Depuis la fin des années 1980, le secteur canadien du bœuf et des bovins est passé à près de 7,7 milliards de dollars en ventes annuelles. Cette expansion résulte avant tout des exportations aux États-Unis, favorisées par des politiques de libre-échange (grâce à la mise en œuvre de l’ALE et de l’ALENA) et le déclin de la valeur d’échange de la devise canadienne. Par ailleurs, la consommation nationale de produits du bœuf est demeurée stable ou a diminué pendant la période (voir le graphique 1.1).

Graphique 1.1
Consommation de viande par personne au Canada
1970-2002

Graphique 1.1 Consommation de viande par personne au Canada 1970-2002

Source : Canfax et le George Morris Centre


En effet, les exportations totales de bœuf et de bovins se sont chiffrées à 4 milliards de dollars en 2002, ce qui équivaut à 11 millions de dollars par jour (voir le graphique 1.2). Ces exportations se composent de 1,8 milliard de dollars en bovins et en veaux et de 2,2 milliards de dollars en produits du bœuf. Le Canada a exporté environ 60 % de sa production nationale en 2002, les États-Unis ayant compté pour 80 % de ses exportations de bœuf et pour près de 100 % de ses exportations de bovins sur pied.

Graphique 1.2
Exportations canadiennes de bœuf et de bovins — 1982-2003

Graphique 1.2 Exportations canadiennes de bœuf et de bovins — 1982-2003

Source : Canfax, et le George Morris Centre

Le marché de l’exportation a connu une croissance phénoménale depuis la fin des années 1980. Au début, la valeur des exportations canadiennes de bœuf et de bovins ne dépassait guère la barre des 500 millions de dollars. Dans les 15 années suivant la mise en œuvre de l’ALE, en 1988, elles ont augmenté de huit fois, ce qui équivaut à un taux de croissance composé de 16,3 % par an. L’ALE a de toute évidence été le principal moteur de ce rendement supérieur, mais le déclin du huard par rapport au dollar américain — il est passé de 85 ¢US en 1990 à 64 ¢US en 2002, soit une baisse d’environ 25 % sur la période — a également joué un rôle prépondérant.

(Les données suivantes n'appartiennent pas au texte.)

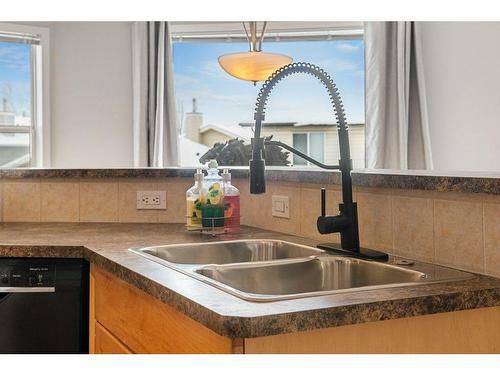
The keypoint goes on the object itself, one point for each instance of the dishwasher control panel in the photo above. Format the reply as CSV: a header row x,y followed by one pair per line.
x,y
29,276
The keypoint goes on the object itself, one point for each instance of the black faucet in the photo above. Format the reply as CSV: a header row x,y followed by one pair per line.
x,y
346,221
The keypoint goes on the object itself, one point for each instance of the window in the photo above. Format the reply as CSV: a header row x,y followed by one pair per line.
x,y
215,107
20,97
312,144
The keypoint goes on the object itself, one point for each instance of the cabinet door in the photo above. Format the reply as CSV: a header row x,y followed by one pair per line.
x,y
146,325
106,343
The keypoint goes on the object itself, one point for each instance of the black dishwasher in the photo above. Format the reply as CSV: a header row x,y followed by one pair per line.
x,y
44,305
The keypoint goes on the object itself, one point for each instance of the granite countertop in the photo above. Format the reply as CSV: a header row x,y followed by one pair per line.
x,y
105,245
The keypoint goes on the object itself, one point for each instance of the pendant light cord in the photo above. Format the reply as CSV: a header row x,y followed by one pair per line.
x,y
261,39
251,37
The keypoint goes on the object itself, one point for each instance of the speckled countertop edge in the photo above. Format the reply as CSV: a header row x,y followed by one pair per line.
x,y
259,319
419,180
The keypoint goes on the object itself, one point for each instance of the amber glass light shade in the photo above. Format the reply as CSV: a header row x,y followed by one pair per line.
x,y
253,66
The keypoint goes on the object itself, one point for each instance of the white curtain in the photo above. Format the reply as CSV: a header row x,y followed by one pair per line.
x,y
397,128
155,126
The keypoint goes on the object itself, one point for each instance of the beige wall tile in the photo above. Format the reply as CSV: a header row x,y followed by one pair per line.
x,y
21,200
245,197
59,200
413,224
99,201
458,234
127,202
492,239
311,209
176,200
375,221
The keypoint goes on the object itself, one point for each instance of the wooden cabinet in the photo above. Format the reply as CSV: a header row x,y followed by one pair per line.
x,y
125,319
106,343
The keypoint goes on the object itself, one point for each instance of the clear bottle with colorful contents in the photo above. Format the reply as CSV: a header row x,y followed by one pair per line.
x,y
231,203
212,206
194,200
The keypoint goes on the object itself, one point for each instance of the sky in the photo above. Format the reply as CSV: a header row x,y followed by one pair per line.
x,y
225,100
15,76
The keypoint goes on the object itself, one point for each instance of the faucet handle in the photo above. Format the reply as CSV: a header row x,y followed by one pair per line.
x,y
323,202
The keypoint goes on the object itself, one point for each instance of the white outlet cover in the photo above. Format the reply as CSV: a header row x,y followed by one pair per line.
x,y
152,200
281,206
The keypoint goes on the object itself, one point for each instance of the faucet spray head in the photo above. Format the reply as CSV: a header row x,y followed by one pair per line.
x,y
257,167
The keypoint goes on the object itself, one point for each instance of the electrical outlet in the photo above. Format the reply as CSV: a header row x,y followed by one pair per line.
x,y
281,206
152,200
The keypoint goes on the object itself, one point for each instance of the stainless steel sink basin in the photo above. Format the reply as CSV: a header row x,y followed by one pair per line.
x,y
309,275
271,270
229,252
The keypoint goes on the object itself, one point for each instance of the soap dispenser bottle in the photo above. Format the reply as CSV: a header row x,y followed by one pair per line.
x,y
231,203
212,208
194,200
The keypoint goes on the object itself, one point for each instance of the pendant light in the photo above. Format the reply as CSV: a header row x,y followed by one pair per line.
x,y
254,65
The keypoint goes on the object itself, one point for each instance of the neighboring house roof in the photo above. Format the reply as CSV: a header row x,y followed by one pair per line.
x,y
225,131
293,124
196,150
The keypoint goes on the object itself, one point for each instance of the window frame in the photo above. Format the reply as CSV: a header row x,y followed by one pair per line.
x,y
230,32
308,145
39,130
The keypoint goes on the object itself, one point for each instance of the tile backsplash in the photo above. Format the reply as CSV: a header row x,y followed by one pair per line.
x,y
456,229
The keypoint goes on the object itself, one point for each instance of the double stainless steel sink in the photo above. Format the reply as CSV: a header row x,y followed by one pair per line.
x,y
271,270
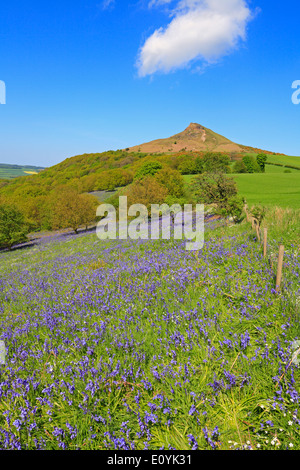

Les marchés du bœuf et des bovins après l’ESB

Le secteur canadien du bœuf et des bovins battait des records de demande en 2003. Toutefois, le marché des exportations, qui avait entamé l’année en force, a commencé à montrer des signes de faiblesse à la fin de mars et au début d’avril, sous l’effet peut-être de la hausse du dollar canadien. Les choses sont allées de mal en pis le 20 mai 2003, date où l’on a découvert un cas unique d’ESB en Alberta. Suivant l’annonce de cette découverte, le monde industrialisé a immédiatement fermé ses frontières aux bovins et aux produits du bœuf d’origine canadienne. Les exportations de bœuf se sont alors pratiquement interrompues en juin, juillet et août, avant de remonter graduellement la pente en septembre et octobre, une fois levé l’embargo américain sur les coupes de bœuf désossé provenant de vaches âgées au maximum de 30 mois. En novembre 2003, le niveau des exportations de bœuf ressemblait à celui d’avant la crise (voir le graphique 1.3), ce qui est un peu étonnant étant donné l’appréciation de 20 % du dollar canadien par rapport au dollar américain durant cette période. Cette performance supérieure des exportations ne peut être attribuée qu’à l’avantage comparatif conféré aux abattoirs canadiens sur les abattoirs américains par la baisse du prix des bovins canadiens nécessaire pour éponger l’offre excédentaire créée par l’embargo américain sur le bœuf canadien. Néanmoins, en raison des pertes de ventes encourues pendant l’été, les exportations de produits du bœuf en 2003 ont été de beaucoup inférieures à celles de 2002. En fait, de janvier à novembre de l’an passé, les exploitants canadiens ont exporté pour 1,3 milliard de dollars de produits du bœuf, une baisse de 36 % par rapport aux 2 milliards engendrés au cours de la même période de 11 mois en 2002.

Graphique 1.3
Exportations canadiennes de produits du bœuf — 2002-2003

Graphique 1.3 Exportations canadiennes de produits du bœuf — 2002-2003

 

 Source : Statistique Canada, La maladie de la vache folle et le commerce du bœuf : une mise à jour, catalogue no 11-621-MIF-010, p. 2


Graphique 1.4
Exportations canadiennes de bovins — 1984-2003

Graphique 1.4 Exportations canadiennes de bovins — 1984-2003

Source : Canfax et le George Morris Centre

Malheureusement, les exportations de bovins demeurent assujetties à l’embargo des États-Unis. C’est pourquoi les 512 353 bovins canadiens vendus avant le 20 mai 2003 représenteront l’ensemble des exportations de l’année, ce qui équivaut, sur une base annuelle, à une baisse d’au moins 70 % par rapport à 2002. Alors que l’année semblait si prometteuse, les recettes totales des exportations pour 2003 font état du pire rendement jamais enregistré en 15 ans.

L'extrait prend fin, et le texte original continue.